Adotar um cão com uma condição de saúde é seguro?
Na maioria dos casos, sim. Os protetores informam o diagnóstico com honestidade justamente para que você adote com consciência e continue o acompanhamento veterinário. Um cão em tratamento ou já recuperado costuma levar uma vida comum, com os cuidados de rotina de qualquer pet.
Essas doenças passam para humanos?
A maioria não. Cinomose e parvovirose são específicas de cães e não infectam pessoas. A leishmaniose e a esporotricose exigem atenção, mas não se transmitem pelo simples convívio com o cão: dependem de vetores ou de contato específico. Converse com o veterinário para entender cada caso.
Um cão que teve cinomose ou parvovirose fica curado?

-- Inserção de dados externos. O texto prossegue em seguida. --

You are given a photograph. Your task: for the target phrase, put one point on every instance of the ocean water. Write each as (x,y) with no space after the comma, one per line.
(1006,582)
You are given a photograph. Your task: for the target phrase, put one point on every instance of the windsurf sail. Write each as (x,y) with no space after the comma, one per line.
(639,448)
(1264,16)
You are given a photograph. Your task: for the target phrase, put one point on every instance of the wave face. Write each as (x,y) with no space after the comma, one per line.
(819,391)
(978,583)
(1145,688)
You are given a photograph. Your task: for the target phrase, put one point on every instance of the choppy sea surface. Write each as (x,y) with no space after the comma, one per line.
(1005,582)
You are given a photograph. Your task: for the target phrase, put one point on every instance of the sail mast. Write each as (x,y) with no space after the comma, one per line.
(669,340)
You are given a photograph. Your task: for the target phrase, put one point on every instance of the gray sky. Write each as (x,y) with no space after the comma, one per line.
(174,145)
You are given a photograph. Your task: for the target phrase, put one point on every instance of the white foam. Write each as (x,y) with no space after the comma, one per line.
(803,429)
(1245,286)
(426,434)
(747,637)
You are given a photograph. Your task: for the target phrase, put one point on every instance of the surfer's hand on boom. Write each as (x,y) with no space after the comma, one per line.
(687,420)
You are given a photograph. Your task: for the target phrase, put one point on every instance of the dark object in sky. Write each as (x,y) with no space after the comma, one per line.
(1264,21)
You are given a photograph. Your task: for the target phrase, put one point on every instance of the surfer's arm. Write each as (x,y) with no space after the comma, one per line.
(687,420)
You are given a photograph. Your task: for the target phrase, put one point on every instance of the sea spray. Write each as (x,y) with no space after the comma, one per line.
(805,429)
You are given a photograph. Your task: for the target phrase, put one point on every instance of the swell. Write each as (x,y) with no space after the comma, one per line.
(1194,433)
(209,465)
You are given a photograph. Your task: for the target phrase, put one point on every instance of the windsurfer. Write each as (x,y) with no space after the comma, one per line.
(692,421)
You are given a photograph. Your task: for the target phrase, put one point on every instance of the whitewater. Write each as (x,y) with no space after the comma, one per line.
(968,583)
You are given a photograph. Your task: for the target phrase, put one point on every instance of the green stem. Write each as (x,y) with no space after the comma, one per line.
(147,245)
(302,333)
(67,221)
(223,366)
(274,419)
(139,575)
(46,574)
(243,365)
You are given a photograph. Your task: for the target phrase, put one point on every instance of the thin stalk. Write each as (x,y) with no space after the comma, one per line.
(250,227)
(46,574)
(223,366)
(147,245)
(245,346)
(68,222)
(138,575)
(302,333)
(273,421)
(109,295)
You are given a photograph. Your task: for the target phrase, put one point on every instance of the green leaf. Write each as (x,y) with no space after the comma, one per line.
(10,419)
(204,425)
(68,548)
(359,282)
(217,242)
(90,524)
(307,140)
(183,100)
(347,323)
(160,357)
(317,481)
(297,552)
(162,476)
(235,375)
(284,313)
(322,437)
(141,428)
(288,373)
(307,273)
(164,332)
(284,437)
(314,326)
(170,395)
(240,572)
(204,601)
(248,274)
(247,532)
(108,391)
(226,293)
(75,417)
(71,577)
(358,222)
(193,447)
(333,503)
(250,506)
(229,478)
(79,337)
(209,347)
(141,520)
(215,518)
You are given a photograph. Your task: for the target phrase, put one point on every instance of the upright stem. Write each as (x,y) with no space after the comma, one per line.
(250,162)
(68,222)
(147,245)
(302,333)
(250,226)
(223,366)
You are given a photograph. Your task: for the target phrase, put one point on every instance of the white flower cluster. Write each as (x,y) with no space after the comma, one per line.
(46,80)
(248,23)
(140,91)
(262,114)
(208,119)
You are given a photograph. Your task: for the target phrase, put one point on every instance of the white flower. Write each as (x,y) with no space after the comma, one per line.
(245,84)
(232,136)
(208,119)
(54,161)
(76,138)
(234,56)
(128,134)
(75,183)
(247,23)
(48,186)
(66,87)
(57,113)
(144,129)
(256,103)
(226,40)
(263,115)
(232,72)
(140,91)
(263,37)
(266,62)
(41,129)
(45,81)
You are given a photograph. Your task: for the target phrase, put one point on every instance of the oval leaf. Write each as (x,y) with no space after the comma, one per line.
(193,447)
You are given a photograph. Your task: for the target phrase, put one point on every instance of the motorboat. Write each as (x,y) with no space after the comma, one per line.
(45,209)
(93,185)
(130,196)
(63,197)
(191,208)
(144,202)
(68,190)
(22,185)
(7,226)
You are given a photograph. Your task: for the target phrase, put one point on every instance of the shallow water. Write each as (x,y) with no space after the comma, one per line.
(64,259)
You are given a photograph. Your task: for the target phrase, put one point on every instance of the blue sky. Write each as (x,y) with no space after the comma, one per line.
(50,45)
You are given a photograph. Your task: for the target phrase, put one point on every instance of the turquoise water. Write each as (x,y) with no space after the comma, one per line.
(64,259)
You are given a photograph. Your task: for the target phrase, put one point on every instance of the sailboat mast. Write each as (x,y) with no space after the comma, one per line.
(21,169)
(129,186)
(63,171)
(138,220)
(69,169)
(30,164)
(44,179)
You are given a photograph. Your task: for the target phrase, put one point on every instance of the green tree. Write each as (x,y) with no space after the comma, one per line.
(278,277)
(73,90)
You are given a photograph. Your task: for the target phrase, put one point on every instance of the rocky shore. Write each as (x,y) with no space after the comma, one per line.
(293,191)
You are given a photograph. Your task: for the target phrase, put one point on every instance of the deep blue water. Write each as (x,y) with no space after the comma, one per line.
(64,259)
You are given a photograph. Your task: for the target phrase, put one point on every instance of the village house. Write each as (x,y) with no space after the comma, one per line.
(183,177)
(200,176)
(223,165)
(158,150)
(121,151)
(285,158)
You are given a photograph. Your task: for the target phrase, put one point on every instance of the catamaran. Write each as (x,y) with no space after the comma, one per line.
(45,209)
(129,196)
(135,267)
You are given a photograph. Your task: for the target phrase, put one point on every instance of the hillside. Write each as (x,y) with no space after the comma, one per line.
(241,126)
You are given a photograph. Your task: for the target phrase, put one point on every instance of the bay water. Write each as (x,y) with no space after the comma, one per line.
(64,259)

Cães que superam a parvovirose costumam ficar totalmente recuperados e imunizados contra a doença. Na cinomose, a recuperação é possível, mas alguns cães ficam com sequelas neurológicas leves — que não impedem uma vida feliz e com qualidade, apenas pedem alguns cuidados.
Preciso de veterinário especializado para adotar um cão com histórico de saúde?
Nem sempre. Um veterinário clínico de confiança dá conta da maioria dos acompanhamentos. Em condições mais específicas, ele mesmo indica quando vale procurar um especialista. O protetor de origem também costuma orientar sobre a continuidade do tratamento.